The great eye of Balor surely blazes down over California now as I write this. The worst drought in our known history eats life here away slowly, easily, like a great endless inward flowing tide. What quest would my ancestors be undertaking now to bring life back into balance? What sacrifices would they be willing to make to set things right?
Human beings are, in some ways, havoc-wreakers. Just by following our own instincts, living out our lives, we do damage. This has never been as true as it is now, with our simplest daily activities threatening all life on the planet, but I think many peoples have carried an awareness of our impact for ages. It can be hard to come to grips with this as a young person, we wish to return to Eden, to live life perfectly, causing no damage, only nourishing the world. But this is not the life of an adult. Sometimes to make the final crossing we must pour our children into the Ocean, return home and hope for the best.

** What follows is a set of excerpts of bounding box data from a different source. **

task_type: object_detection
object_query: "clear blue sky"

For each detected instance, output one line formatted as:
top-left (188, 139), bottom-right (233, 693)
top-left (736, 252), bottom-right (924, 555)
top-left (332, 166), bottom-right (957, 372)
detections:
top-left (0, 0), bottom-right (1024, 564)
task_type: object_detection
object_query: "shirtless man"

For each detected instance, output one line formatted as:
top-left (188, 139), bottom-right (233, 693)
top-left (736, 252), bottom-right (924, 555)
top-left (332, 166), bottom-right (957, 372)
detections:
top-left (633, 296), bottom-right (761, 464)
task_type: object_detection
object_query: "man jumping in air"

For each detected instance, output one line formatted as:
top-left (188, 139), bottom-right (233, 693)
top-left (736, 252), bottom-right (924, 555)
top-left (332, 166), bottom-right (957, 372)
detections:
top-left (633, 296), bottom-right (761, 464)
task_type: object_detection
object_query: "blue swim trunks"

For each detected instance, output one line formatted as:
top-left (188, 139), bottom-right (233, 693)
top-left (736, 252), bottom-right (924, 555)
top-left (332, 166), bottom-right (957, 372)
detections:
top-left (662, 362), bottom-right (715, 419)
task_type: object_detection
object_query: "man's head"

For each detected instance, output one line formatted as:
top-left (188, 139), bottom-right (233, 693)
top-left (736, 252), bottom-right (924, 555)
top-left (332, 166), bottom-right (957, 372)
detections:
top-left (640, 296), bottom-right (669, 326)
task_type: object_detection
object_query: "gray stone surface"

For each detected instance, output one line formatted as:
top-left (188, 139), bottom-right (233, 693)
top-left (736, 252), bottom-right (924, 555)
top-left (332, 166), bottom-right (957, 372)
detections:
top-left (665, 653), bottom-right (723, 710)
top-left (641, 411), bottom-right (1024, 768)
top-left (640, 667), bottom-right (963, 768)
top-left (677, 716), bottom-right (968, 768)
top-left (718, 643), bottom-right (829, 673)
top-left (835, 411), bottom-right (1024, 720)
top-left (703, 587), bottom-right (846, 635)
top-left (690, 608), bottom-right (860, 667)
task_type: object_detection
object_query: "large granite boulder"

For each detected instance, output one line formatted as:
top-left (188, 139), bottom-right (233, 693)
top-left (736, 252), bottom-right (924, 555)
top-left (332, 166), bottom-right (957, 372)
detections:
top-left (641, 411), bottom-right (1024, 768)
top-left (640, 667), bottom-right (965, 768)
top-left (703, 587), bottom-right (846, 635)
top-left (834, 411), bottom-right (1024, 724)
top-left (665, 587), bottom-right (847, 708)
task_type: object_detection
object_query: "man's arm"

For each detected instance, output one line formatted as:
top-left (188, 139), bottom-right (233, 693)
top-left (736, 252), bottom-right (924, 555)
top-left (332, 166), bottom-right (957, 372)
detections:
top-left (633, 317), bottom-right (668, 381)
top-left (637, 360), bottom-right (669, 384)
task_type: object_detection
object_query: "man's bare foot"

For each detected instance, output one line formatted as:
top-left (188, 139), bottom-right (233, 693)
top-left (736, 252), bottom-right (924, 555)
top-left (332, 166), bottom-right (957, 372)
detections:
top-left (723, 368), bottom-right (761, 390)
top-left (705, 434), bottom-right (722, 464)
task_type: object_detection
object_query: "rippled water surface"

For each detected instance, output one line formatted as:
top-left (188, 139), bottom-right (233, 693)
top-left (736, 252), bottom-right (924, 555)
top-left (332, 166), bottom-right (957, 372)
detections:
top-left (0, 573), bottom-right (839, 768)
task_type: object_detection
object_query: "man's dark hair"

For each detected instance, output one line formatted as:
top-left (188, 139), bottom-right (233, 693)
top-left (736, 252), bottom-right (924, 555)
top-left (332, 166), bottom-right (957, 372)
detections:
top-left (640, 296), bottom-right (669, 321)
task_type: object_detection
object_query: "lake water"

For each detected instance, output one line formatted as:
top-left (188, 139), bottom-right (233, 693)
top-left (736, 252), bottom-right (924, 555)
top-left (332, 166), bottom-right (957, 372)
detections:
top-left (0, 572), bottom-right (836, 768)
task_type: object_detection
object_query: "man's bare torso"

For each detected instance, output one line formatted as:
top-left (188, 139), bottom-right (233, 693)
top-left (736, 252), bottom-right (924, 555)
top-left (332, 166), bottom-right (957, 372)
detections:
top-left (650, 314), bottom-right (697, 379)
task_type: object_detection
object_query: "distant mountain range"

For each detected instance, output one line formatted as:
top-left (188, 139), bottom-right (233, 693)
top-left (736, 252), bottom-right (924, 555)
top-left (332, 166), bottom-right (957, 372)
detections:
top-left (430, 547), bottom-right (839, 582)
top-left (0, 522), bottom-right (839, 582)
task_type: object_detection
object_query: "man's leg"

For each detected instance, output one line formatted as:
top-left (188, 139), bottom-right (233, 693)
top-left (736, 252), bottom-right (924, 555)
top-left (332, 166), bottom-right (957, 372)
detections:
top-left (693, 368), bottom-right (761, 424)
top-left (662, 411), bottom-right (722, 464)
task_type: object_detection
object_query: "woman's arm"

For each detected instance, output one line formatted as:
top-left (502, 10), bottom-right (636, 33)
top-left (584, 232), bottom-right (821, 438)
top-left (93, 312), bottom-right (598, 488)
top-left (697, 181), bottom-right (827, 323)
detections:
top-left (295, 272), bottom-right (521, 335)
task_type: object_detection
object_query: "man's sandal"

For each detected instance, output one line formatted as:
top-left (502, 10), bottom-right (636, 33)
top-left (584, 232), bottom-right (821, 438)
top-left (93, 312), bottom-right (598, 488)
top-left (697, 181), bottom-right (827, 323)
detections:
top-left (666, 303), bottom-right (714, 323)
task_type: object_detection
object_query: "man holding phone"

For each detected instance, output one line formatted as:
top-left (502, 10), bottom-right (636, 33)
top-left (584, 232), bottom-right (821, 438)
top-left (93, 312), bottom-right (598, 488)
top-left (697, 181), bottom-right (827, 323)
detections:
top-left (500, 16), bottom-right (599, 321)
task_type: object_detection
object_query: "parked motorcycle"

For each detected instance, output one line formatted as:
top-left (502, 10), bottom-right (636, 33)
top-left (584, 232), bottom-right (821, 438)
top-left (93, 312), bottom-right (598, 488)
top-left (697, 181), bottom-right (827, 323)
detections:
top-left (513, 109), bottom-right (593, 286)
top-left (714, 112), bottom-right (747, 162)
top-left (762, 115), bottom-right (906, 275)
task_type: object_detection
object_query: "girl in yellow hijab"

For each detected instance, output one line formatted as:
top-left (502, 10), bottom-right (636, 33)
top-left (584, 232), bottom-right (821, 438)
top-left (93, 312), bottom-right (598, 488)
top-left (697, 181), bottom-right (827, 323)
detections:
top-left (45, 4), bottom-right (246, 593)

The weight of that truth, the debt of it, can never be fully repaid, but that doesn't really matter does it? If we are in this together, each of us doing our part, the Earth understands our flawed way of being. The point is, we try, sincerely try. So we reach out to our children in the Ocean, acknowledge them as our kin, work to ease the suffering we cause them.
I hope you'll remember Cians enchanted children today, hold them in your hearts. They carry a memory we all seem to have forgotten. That one sunrise, when the father that held them had human hands, and they were all poured into the Ocean for one glorious moment of becomming.